Everyone, it seemed, wanted a bicycle. And as prices dropped to under $100, as lighter bikes replaced 50-pound clunkers, everyone — every adult anyway — got one. Queen Victoria rode a bike. Tolstoy learned to ride — at his age! Wheel clubs sent hundreds of riders on evening jaunts, sometimes to the tune of brass bands. But the most revolutionary riders — one third of the total — were women.
“Does the New Woman spring from the bicyclist,” the Chicago Tribune asked, “or does the bicyclist spring from the New Woman? They are certainly cousins.” The basic build of the bicycle, however, posed a basic problem for Victorian America.
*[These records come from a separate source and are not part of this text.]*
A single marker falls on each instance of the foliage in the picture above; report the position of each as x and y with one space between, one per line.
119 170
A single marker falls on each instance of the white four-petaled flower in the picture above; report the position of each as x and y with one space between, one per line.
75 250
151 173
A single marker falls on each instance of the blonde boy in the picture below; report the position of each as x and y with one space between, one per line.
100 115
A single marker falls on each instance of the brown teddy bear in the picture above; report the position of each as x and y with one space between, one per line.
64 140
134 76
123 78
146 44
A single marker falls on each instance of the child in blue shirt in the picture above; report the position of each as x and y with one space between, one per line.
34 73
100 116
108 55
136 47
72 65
Women could ride horseback — sidesaddle. But riding a bike required straddling the seat. In a long skirt? With petticoats? “Some friends and I were riding one day against a very heavy wind,” one woman wrote, “when it caught my skirt and wound it around my pedal, throwing me. The rapid gait I was going caused the force of the fall to break my arm. It laid me up six weeks.”
The answer was a garment decades old but shunned by (ahem!) proper women. Suffragette Amelia Bloomer might wear these baggy pantaloons, but no self-respecting woman would. Until bicycles came along.
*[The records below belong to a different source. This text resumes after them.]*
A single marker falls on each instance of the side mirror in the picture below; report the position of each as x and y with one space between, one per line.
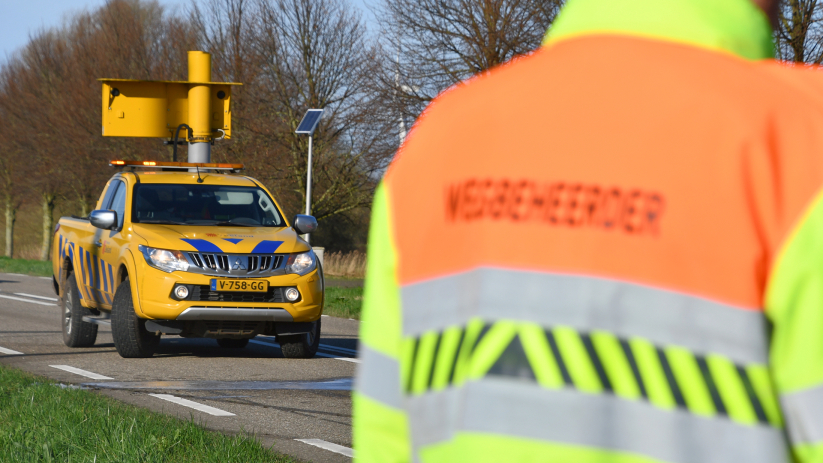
103 218
304 224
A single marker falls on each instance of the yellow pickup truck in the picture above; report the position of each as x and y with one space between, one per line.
194 250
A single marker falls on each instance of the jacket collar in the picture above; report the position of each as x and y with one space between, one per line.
734 26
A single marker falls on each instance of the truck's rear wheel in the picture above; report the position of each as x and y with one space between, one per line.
131 339
301 346
228 343
76 332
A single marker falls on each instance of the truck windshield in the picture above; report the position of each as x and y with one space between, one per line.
204 205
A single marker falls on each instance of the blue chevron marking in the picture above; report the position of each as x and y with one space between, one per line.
203 245
266 247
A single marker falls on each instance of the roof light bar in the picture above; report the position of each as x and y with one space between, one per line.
177 165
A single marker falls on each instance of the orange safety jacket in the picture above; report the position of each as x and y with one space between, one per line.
610 250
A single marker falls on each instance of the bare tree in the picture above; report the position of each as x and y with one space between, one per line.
313 54
799 35
439 43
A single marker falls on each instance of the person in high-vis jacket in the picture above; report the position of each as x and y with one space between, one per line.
610 250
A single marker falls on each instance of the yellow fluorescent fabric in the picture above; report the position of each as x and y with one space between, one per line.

As sales of bikes and bloomers soared, women rode free! Free from husbands, housework, drudgery. It was wonderful, so wonderful that it had to be stopped. Nebraska’s Women’s Rescue League complained that bicycles led women “headlong into the devil.” Congress should pass a law! More than one divorce was blamed on a wife who “spent nearly all her time riding on her wheel.” Yet women fought back.
Bloomers and bikes, one wrote, simply show “that women have legs like any one else, and that they are made for use.” The bicycle, she added, “marks the beginning of a new era.”
In 1896, Margaret DeLong biked from Chicago to San Francisco — alone (carrying a pistol). But further jeremiads followed: “Have we not sexual troubles enough on our hands without opening Pandora’s Box and hauling out a bike?”
Still the craze continued. Back in 1890, America had 80,000 bikes. Six years later, the number topped a million, “Everything is bicycle,” author Stephen Crane noted. As bicycles bloomed, business suffered. Cigar makers, saloons, shoe salesmen, all saw sales slump. “There is nothing in my business any longer,” a Manhattan barber complained. “The bicycle has ruined it.”
The boom finally went bust as a new century approached. Someone figured out how to motorize a bicycle, making 10 m.p.h. seem slow. Automobiles were in the making. Bike companies, having overproduced, went bankrupt, but the legacy lived on.
No, bicycles did not “lead to sterility in the male.” They did not give women “bicycle face,” nor did they “annihilate the reading habit.” (Blame TV and smart phones for that.) But having opened a new world for “bicycle girls,” the simple two-wheeler sowed seeds of liberation.
Said suffragette Susan B. Anthony, “The bicycle has done more for the emancipation of women than anything else in the world.” Ride on!